Hey ecirtap. I'm actually looking for a web host at the moment. I had a look at Dreamhost's site. Some freakin amazing deals. actually, seems a little too good to be true. Are there any hidden charged, contracts, or limitations that aren't obvious?

I mean, 20GB storage, unlimited databases, a free domain...all 7.95 per month?! And the sorage space goes up 160MB per week, too! That's _sounds_ dodgy. 

Are they above board?





			
				mdnky said:
			
		

> The code output by iWeb is almost as nasty as that output by FrontPage.  Definitely not a good thing, but it could be worse I guess.



Well, any auto-generated HTML is going to challenge web standards. Do they use tables or CSS? please tell me it doesn't generate tables. please!!



as for the hitcounter...unless your website is a tribute to the 1990's, dont use them.


----------



## ecirtap (Jan 15, 2006)

Hi "Thank The Cheese"

>Hey ecirtap. I'm actually looking for a web host at the moment. I had a 
>look at Dreamhost's site. Some freakin amazing deals. actually, seems a 
>little too good to be true. Are there any hidden charged, contracts, or 
>limitations that aren't obvious?

Believe me: no hidden charges, nothing. (They'll only start charging extra if you go over your bandwidth limit and the likes: like any other webhost.)

Also, the domain you register is *owned by you*, not by them! (A lot of the dodgy webhosts offer free domain-registration, but register it in their name, so if you ever want to move to another host, you'll have to buy the domain off them!)

The Dreamhost people are really cool; plus the customer support is also good - you will usually get a reply within less than 24 hours. (Sometimes they are even online and you can IM with them!)

>I mean, 20GB storage, unlimited databases, a free domain...all 7.95 per 
>month?! And the sorage space goes up 160MB per week, too! That's 
>sounds dodgy. 

They do come up with all those weird deals, but they are for real!

The best thing also: you have a 97-day money back guarantee!!! So, nothing to lose, really...!

>Are they above board?

I have been with them for more than 2 years, and so far been very happy.

Not too long ago they changed the deal to "unlimited websites/URLs per account" (I am hosting 10+ URLs in the one account), so I wanted to move all my stuff over from account number 2 to account number 1, so I'd have only one account, which they said they'd do for me at $ 100/hour - eventually they did it: for free!!! (I only had to upload the websites data via FTP again, but all mail accounts, etc. they moved over for me, no re-configuring necessary.) 
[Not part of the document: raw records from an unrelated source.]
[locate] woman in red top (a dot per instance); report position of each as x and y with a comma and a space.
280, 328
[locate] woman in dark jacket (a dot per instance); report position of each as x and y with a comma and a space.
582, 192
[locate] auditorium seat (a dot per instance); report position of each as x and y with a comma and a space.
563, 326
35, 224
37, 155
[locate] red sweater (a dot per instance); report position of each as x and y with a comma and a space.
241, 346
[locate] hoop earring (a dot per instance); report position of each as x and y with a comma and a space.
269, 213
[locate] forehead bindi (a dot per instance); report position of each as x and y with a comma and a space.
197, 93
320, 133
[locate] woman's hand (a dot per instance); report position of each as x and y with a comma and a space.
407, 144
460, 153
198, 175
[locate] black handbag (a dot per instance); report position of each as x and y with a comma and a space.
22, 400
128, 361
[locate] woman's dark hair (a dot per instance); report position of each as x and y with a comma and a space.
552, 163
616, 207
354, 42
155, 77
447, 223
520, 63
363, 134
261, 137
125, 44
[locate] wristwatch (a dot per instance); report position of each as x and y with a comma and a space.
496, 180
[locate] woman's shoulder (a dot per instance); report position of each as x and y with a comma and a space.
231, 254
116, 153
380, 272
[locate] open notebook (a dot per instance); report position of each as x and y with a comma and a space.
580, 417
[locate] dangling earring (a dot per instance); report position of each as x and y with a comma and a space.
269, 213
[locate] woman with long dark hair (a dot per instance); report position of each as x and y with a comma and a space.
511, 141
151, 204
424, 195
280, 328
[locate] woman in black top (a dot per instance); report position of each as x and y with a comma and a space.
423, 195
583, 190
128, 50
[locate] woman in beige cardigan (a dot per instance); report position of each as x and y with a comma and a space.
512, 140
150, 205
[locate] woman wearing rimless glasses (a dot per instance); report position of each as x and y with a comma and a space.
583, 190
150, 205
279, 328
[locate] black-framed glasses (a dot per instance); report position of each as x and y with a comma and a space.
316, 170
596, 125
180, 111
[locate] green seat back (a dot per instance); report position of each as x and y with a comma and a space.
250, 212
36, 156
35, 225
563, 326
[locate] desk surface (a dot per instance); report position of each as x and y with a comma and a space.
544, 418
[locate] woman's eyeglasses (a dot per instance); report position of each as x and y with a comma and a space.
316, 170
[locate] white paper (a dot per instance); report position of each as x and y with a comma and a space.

In case you do decide to sign up with dreamhost.com, you could do me a huge favour and do so via my rewards link:

http://www.dreamhost.com/rewards.cgi?ecirtap

Even if you do not want to do so via my rewards link: I can still recommend them big time!

If you need more info: let me know.

patrice


----------



## mdnky (Jan 15, 2006)

Thank The Cheese said:
			
		

> Well, any auto-generated HTML is going to challenge web standards. Do they use tables or CSS? please tell me it doesn't generate tables. please!!
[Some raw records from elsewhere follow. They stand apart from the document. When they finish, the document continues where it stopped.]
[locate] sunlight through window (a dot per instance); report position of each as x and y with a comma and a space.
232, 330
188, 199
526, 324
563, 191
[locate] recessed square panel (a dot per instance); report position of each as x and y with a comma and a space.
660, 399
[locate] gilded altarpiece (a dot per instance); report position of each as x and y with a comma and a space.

Its CSS based, but its nasty looking; and semantics aren't just thrown out the window...they're launched somewhere into another galaxy.  There's actually a few Mac based programs like this already and their code, while not perfect, is way better.  I'd say they either rushed it to get it out, or they didn't even consider the issues such things cause.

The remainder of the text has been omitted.